The ongoing normalisation of the banking system liquidity should push borrowers to up the ante on liquidity management, according to India Ratings and Research (Ind-Ra).
The credit rating agency opined that corporates and financial institutions should gear up for the normalcy in the liquidity contour, especially entities having weak financial strength.
Although there may not be any liquidity crunch at the system level in the foreseeable future, volatile global conditions could pose the risk of refinancing, especially for weak entities, said Soumyajit Niyogi, Associate Director, Ind-Ra.

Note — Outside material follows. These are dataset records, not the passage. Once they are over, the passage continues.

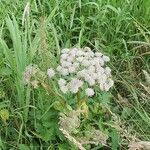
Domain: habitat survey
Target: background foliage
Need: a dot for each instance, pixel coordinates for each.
(118, 28)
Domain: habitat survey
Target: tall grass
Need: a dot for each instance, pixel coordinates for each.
(118, 28)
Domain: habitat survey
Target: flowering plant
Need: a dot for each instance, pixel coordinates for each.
(82, 69)
(83, 73)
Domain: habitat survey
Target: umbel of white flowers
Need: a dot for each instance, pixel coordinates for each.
(82, 69)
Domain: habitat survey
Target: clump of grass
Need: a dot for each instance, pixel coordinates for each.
(118, 28)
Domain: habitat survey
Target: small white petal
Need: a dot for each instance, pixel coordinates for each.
(50, 72)
(59, 68)
(98, 54)
(64, 89)
(65, 50)
(64, 71)
(61, 82)
(71, 69)
(106, 58)
(80, 59)
(89, 92)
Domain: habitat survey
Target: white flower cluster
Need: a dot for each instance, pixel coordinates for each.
(29, 71)
(82, 67)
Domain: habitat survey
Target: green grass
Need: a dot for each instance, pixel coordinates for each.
(118, 28)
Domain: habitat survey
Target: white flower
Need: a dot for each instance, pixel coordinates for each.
(65, 50)
(89, 92)
(79, 53)
(61, 82)
(70, 59)
(101, 86)
(91, 81)
(66, 64)
(59, 68)
(87, 49)
(50, 73)
(108, 84)
(101, 61)
(108, 71)
(102, 78)
(74, 85)
(98, 54)
(106, 58)
(71, 69)
(85, 63)
(80, 59)
(64, 72)
(64, 56)
(76, 64)
(64, 89)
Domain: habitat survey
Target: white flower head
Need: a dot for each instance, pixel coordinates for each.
(81, 65)
(74, 85)
(50, 72)
(89, 92)
(98, 54)
(72, 69)
(61, 82)
(64, 71)
(65, 50)
(64, 89)
(106, 58)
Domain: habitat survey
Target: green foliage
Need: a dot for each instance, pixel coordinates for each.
(30, 116)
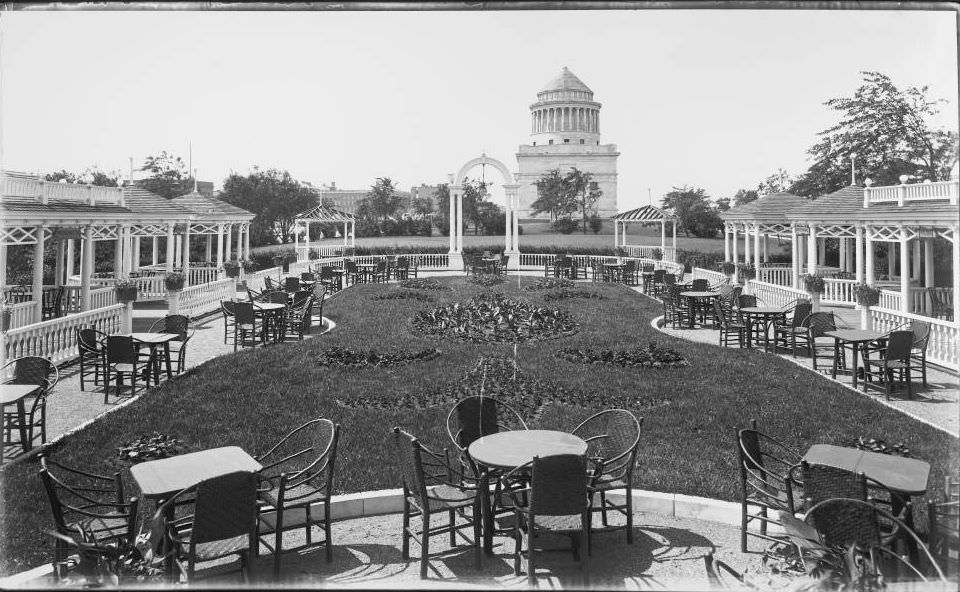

VRRR operation encouraging
He noted that overall, the efficacy of long-term Variable Rate Reverse Repo (VRRR) auction seems to be encouraging, as it has mopped-up excess liquidity in the system without permanent sterilisation.
Thus, the liquidity normalisation has alleviated the risk of large open market sales by the Reserve Bank of India that could have led to permanent sterilisation, and reduced the risk of improper market activities owing to sustained low rates.
With the introduction of long-term VRRR, the daily parking of surplus liquidity has changed to a longer period, starting from 7 days to 28 days.
“Now, banks are parking their surplus liquidity on a long-term basis in sync with their views on demand for liquidity. This has resulted in a significant drop in the daily surplus limit, and turned marginally surplus,” Niyogi said.
Ind-Ra believes the new regime would bring back normal friction in the money market segment. Thus, occasionally, bouts of volatility in the short-term rates owing to the changes in system liquidity cannot be ruled out.
The source of volatility could be tax payment (both advance tax or GST), government spending or lumpy inflow or outflow flow in capital account, according to Niyogi.
Forex reserves to fall
Ind-Ra expects sharp deterioration in the current account deficit (CAD) in FY23 to 2.3 per cent of GDP as opposed to the average 1 per cent CAD in the past few years will drain out a large amount of primary liquidity,
Moreover, rising rates globally and volatile equity markets could put a further drag on the overall balance of payment (account. Therefore, on net-net basis the forex reserves is expected to fall in FY23,
Rates to face upward bias
Ind-Ra believes the overall rate sentiment would face an upward bias.
The recent rise in yields has factored in two critical developments: the shift in the overnight rate to repo (4 per cent) from reverse repo (3.35 per cent) and tacit normalisation by the RBI from an ultra-loose policy to a loose policy.
The overall yield structure has also been affected, owing to the announcement of a large supply of government securities in the Budget.